Ben doğasal çevreciliği, vahşi kapitalizmin hızla bozduğu ve katlettiği insani değerlere dönüş ihtiyacını simgeleyen bir hareket kabul ettiğim için, sempati duymaktayım.Bu inancım nedeniyle de ülkemizde çevrenin korunması için yürütülmekte olan  mücadelenin fiilen  içindeyim.

Yalnız bir akademisyen olarak, daima bilimsel gerçeklerin dışına çıkmamaya,siyasi entrikalara ve şer odaklarının kirli oyunlarına alet olmamaya özen gösteriyorum.

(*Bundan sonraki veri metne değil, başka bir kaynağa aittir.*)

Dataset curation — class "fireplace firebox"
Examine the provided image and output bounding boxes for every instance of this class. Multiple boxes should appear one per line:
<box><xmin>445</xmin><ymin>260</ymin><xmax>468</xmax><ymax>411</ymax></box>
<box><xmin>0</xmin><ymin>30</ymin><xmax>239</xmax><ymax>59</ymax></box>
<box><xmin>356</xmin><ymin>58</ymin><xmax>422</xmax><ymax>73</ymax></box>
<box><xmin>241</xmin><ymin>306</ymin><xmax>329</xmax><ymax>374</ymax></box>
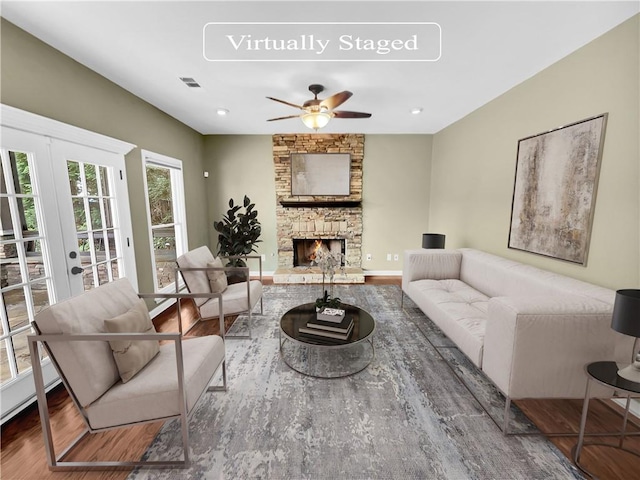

Bunun yanında 1963-74 mağduru olarak,Kıbrısta,Türkiye siz bir çevrenin bizim için hiçbir anlam taşımadığını ve zindandan farksız olduğunu yaşayarak gördüm.Bu nedenle, haksızca Türkiyenin suçlanmasına karşıyım.

Yaptığım literatür taramasında, Türkiyenin nükleer enerji teknolojisine sahip olmasının önlenmesi için, 1975li yıllardan beri akla hayale gelmeyen art niyetli lobicilik faaliyetleri ve kirli oyunlar düzenlendiğini öğrendim.

Nükleer enerjiyi sakıncalı göstermek amacı ile güvenlik sorunlarının öne sürülmesinin gerisinde samimi korkuları körükleyen entrikalar,çıkar hesapları, temelsiz nükleer fobisinin etkisi altında kalan insanların kullanılması için yapılanlar, mide bulandırıyor.

               Akkuyunun deprem riski altında bulunduğunu gösteren bir rapor hazırlayan Eartquake Forecast İnc firması  sahibi Karl Buckthoughtnu Yunanistanın  Phoenix nişanı ile ödüllendirilmesi, şer odakları tarafından döndürülen dolapları gösteren çarpıcı bir örnektir.

Zaten Türkiyenin en küçük yararına olacağını düşündükleri her şeyin karşısına çıkan Yunanistan, G.K Rum yönetimi,Ermenistan ve İsrailin, Türkiyenin nükleer santrale sahip olmasını önlemek için  lobicilik faaliyetleri yapmasından herkesin gerekli dersi alması gerekmiyor mu?

 

Günümüzde artık internette istenen bilgilere ulaşmak çok kolaydır.Bu nedenle Türkiyenin dünyanın önde gelen ekonomileri arasına girmesinde yaşamsal bir konu olan nükleer enerji hakkında, kulaktan dolma gerekçelerle tepki göstermek, dış şer odaklarının  oyununa gelerek engellemeğe çalışmak ve kısır  çekişmeler yerine, nükleer enerji uzmanlarının görüşlerinin  öğrenilmesi ve dikkate alınması gerektiği görüşündeyim.